CSX has been working with the protesters to get its locomotives in and out of the mine in Cloverlick.
“Companies shouldn’t be allowed to do their employees the way they do,” he said. “I understand you run into hard times, market drops, you can’t have employees and just take their money like that.”
WATE 6 On Your Side has reached out to Blackjewel and its representatives for an update on Wednesday but hasn’t received a response.
The protest grows bigger, attracting national attention
Cumberland Mayor Charles Raleigh said the protesters don’t seem worried about the potential to be arrested for trespassing and are spending their time playing cornhole.
“It’s devastating; it’s a domino effect. It impacts all these miners, of course, but it affects all these miners because they have bills to pay and they can’t pay them, which hurts business. Truly, tragic” Raleigh said.
“Technically, they’re not laid-off and they haven’t quit … 401Ks locked up; they can’t get to that,” Raleigh said of the miners’ plight “It’s really sad to me that this coward chose this route.”

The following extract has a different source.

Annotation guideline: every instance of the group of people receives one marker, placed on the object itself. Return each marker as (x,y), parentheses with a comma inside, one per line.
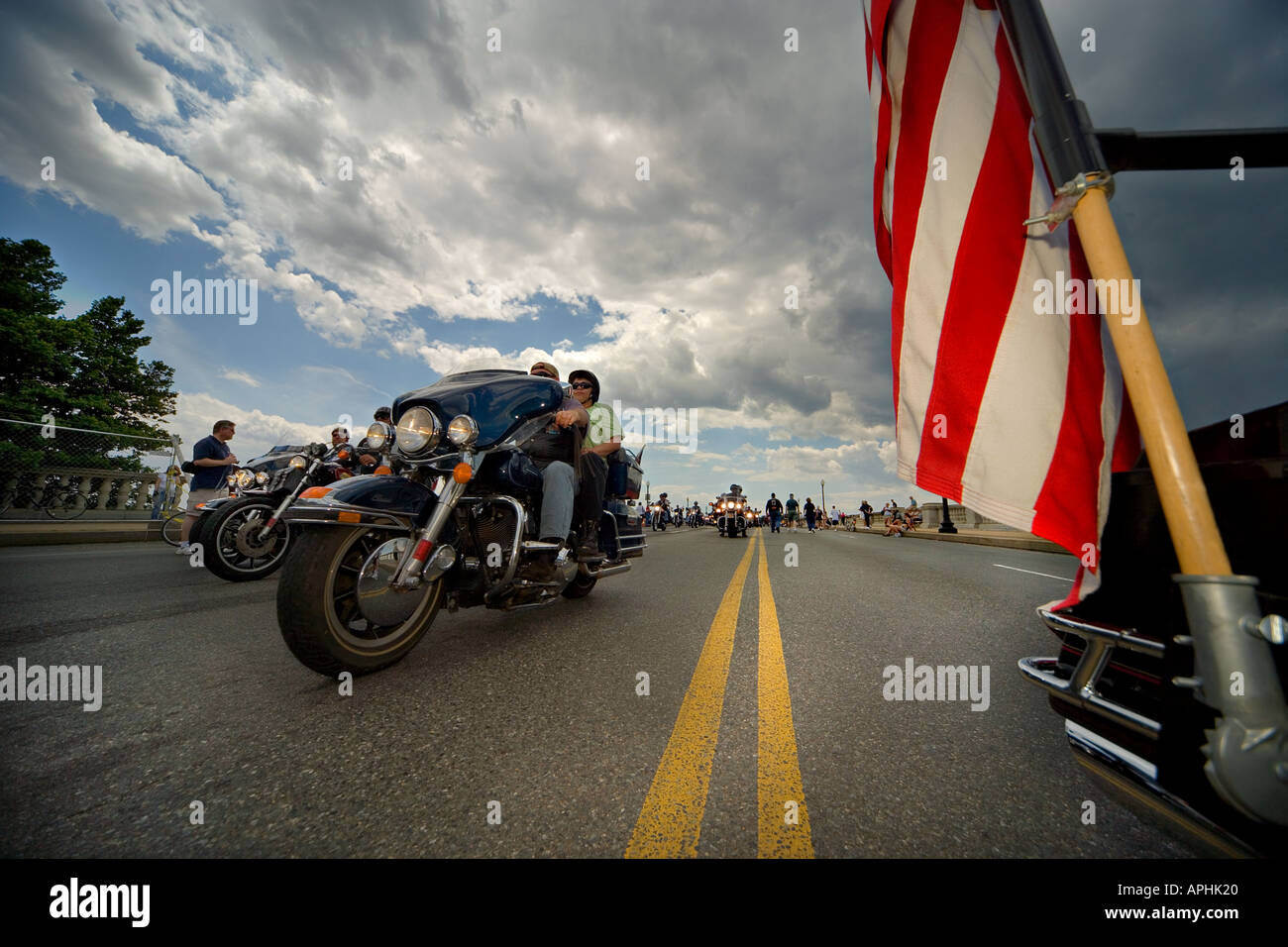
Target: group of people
(791,513)
(898,522)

The miners say they haven’t been paid in three weeks. The mayor said a 60-day notice of the bankruptcy would have given them some time to make plans.
“We need help. These guys need help. They have bills to pay,” said Raliegh, who comes from a coal mining family.
White House needs to get involved
Raleigh suggests it’s time for the White House to get involved, saying it’s beyond the point of what a small-town mayor can solve
A federal judge approved a bidding process last week for Blackjewel mines. The fate of mines in Kentucky, West Virginia and Virginia that had employed about 1,100 miners depends on the outcome.
Raleigh said miners are upset because the bankruptcy court has approved nearly $8 million in loans for Blackjewel, but there’s no money to cover bounced paychecks.
Blackjewel said in a statement to employees on Tuesday that it is working toward a resolution.
Blackjewel working to bring miners back to work
“We know how eager you all are to understand what will happen to your mine and whether you will be able return to work,” the company said in its statement. “We share this desire and assure you that we are doing everything possible to bring as many employees as possible back to work as quickly as possible.”
Kentucky Gov. Matt Bevin’s spokeswoman, Elizabeth Kuhn, said the Republican governor “remains committed to using every tool available” to assist the miners. Bevin’s administration is investigating the miners’ lost wages and providing staff to help in processing their unemployment insurance applications, she said in a statement.
On Wednesday, Bevin posted a video on Facebook asking people to donate money to help the miners through a Facebook page called “With Love from Harlan” and a GoFundMe page from the Harlan County Community Action Agency.
“Let’s help families in need,” Bevin said. “We are Kentucky.”
The state’s attorney general, Andy Beshear, weighed in on Twitter with support for the miners and said he had directed his office to support their cause in any way it can. Beshear, a Democrat, is challenging Bevin in Kentucky’s gubernatorial election in November.
State Rep. Adam Bowling, R-Middlesboro, joined the miners Tuesday, saying he wants the miners to know state officials will advocate for their pay.
Jeffrey Willig, a father of six, said his bank account was overdrawn after his last paycheck from Blackjewel bounced. He says he and others plan to block the tracks “as long as it takes.”
“We’re not expecting our jobs back, we just want our money,” Willig said.
The Associated Press contributed to this report.